There's no stage for Theatre B's production of "The Guys." The play is performed in the space where the fire trucks are usually parked. The audience will sit on folding chairs and the actors will use just a handful of props.
Carolyn Wintersteen plays Joan in the play, a writer who helps Nick write the eulogies. She says performing in a fire station presents special problems.
"If they get a wastebasket fire while this is going on, I think it'll be really exciting to see a whole bunch of guys coming down the pole while we pause -- and then resume as soon as they go out the door," says Wintersteen. "That's part of its charm, part of the charm of doing it in the firehouse, is the potential to be reminded of how immediately these guys respond to any kind of need."
Wintersteen and Horvik are the only actors in the production. They play Nick and Joan, the firefighter and writer struggling to put a human face on the dead crew members. Nick can't find a way to talk about people he knew, people he calls "the guys."
"I mean this hero stuff, like they were some guys in a movie!" Nick says. "Bill wasn't like that, he was just some ordinary guy, a schmo. If Bill walked into a room nobody would even notice. You can't say that in an eulogy."
"Hey, it's OK. Don't worry!" Joan responds. "We'll do this. People who are ordinary in an extraordinary situation, that's what this is about."
Officials with the Fargo fire department were skeptical when first approached about using a fire station to stage a play.

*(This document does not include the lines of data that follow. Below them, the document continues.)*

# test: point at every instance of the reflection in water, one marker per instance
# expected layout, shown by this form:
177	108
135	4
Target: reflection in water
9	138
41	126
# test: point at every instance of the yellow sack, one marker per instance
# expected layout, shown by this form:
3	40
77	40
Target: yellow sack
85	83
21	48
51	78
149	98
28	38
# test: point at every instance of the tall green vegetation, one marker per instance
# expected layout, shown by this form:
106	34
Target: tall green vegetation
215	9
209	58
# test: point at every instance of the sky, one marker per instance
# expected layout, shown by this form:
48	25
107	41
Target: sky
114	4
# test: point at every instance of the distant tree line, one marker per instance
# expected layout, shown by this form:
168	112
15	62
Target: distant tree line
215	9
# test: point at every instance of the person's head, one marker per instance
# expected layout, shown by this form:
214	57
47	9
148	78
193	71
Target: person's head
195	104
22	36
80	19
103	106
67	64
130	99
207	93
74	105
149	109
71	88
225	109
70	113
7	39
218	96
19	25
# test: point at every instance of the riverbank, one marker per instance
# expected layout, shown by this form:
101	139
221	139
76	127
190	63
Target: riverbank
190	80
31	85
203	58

Fire Chief Bruce Hoover says after reading the play, he was convinced it was a powerful way to bring perspective to the story of the firefighters of Sept. 11.
"They're simply decent people who made the ultimate sacrifice. They're not action heros, but just decent people," says Hoover.
Chief Hoover stresses if firefighters do get a call during the production of the play, it will not hinder the department's response time. Theatre B opens its second season with Anne Nelson's "The Guys," Sept. 9, at the downtown fire station in Fargo. There's a show on Sept. 10, and two shows on Saturday, Sept. 11.